Chao began her lecture to students and faculty from IU’s program as well as the visiting students with information about her background in anthropology as it relates to her study of dance across Taiwan.
“I come from a background of anthropology, and anthropology is always tied to comparison of culture,” Chao said. “We come from the perspective of our own culture then we come across different people, different ways of moving.”
Chao highlighted a brief history of Taiwan before going into the specific areas that branch out into contemporary Taiwanese dance as an aspect of culture.
She spoke about the roots of Taiwanese dance culture as they are tied to either indigenous practice or remnants of colonization, which happened at the hands of a variety of groups throughout history including the Japanese and Chinese.
“China is a very meaningful concept for us to think about this process of cultural mixture in terms of the spatial and historical,” Chao said.
Following the history, Chao moved into the various categories, which exist in dance tradition based in Taiwan, including dances proliferated by indigenous peoples, Han Chinese and more modern Chinese regional opera, not limited to Peking Opera.
“Performers are people, so different people will express differently and will construct a very different scene in performing arts, including dancing,” Chao said.
When discussing the practice of indigenous people, Chao said there is an element of spiritual connection to ritual and movement.
“Most of the indigenous people are animistic, they believe in spirits, could be their ancestral spirits or nature,” Chao said. “Ritual has become such an important occasion for most of the indigenous groups.
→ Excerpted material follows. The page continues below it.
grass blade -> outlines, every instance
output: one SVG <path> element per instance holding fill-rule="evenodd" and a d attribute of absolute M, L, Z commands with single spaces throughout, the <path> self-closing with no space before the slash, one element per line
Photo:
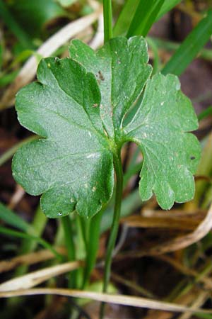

Also, ritual provides a ground for tradition of songs and dances to be preserved.”
Contemporary dance in Taiwan also developed in connection with Japanese and Western contemporary dance styles, respectively, with such names as modern dance pioneer Tsai Jui-yeuh and Liu Feng-Shueh of the Neo-Classic Dance Company.
“Because of the Taiwanese colonization, some of the pioneer artists were invited to tour Taiwan in the late 1930s, and that really spread the seed into the soil and inspired some of the very early modern dance practitioners in Taiwan,” Chao said.
Anthropology allows for people to look at similarities, even as it deals with dance and movement in particular, Chao said.
“We go back and find the commonness and difference and think back why we, as human beings, have this eagerness to dance, and to dance with human beings and to express our feelings with others,” Chao said.